Python Web Scraping Best Practices in 2026

2026-05-28 编译员：编译员代码产品

Web scraping has evolved significantly. Modern websites employ sophisticated anti-bot systems, dynamic rendering, and legal protections that make naive scraping approaches ineffective. In 2026, successful web scraping requires a thoughtful combination of technical skill, ethical awareness, and robust engineering practices.

This guide covers the current best practices for Python web scraping, from choosing the right tools to handling the challenges of modern web applications.

Choosing the Right Tool for the Job

Static Content: requests + BeautifulSoup

For sites that serve pre-rendered HTML, the classic combination remains the most efficient:

import requests
from bs4 import BeautifulSoup
from bs4.element import Tag

class BasicScraper:
    def __init__(self):
        self.session = requests.Session()
        self.session.headers.update({
            'User-Agent': 'Mozilla/5.0 (compatible; ResearchBot/1.0)',
            'Accept': 'text/html,application/xhtml+xml',
            'Accept-Language': 'en-US,en;q=0.9',
        })

    def fetch(self, url: str, timeout: int = 15) -> BeautifulSoup:
        response = self.session.get(url, timeout=timeout)
        response.raise_for_status()
        return BeautifulSoup(response.text, 'html.parser')
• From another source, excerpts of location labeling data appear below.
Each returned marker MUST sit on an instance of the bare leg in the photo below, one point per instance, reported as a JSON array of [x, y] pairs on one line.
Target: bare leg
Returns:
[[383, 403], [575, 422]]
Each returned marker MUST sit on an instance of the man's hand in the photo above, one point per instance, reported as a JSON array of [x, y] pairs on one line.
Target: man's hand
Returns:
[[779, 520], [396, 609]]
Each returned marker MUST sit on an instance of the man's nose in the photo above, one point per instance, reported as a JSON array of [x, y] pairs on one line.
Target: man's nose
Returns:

    def extract_links(self, soup: BeautifulSoup, base_url: str) -> list:
        links = []
        for a_tag in soup.find_all('a', href=True):
            href = a_tag['href']
            if href.startswith('/'):
                href = base_url.rstrip('/') + href
            links.append({
                'url': href,
                'text': a_tag.get_text(strip=True)[:100]
            })
        return links

Dynamic Content: Playwright

For JavaScript-rendered pages, Playwright has become the go-to tool in 2026:

from playwright.sync_api import sync_playwright, TimeoutError as PlaywrightTimeout

class DynamicScraper:
    def __init__(self, headless: bool = True):
        self.headless = headless

    def fetch_rendered(self, url: str, wait_for: str = 'networkidle') -> str:
        with sync_playwright() as p:
            browser = p.chromium.launch(headless=self.headless)
            context = browser.new_context(
                viewport={'width': 1920, 'height': 1080},
                user_agent='Mozilla/5.0 (Windows NT 10.0; Win64; x64) '
                           'AppleWebKit/537.36'
            )
            page = context.new_page()

            try:
                page.goto(url, wait_until=wait_for, timeout=30000)

                # Handle lazy loading
                page.evaluate("""
                    () => {
                        window.scrollTo(0, document.body.scrollHeight);
                    }
                """)
                page.wait_for_timeout(1000)

                return page.content()
            except PlaywrightTimeout:
                # Return whatever we have
                return page.content()
            finally:
                browser.close()

APIs First: Check for Official APIs

Before scraping, always check if the site offers an API. Many sites provide public APIs or have data accessible through their mobile apps:

import requests

class APIFirstScraper:
    """Try API endpoints before falling back to HTML scraping."""

    def __init__(self):
        self.session = requests.Session()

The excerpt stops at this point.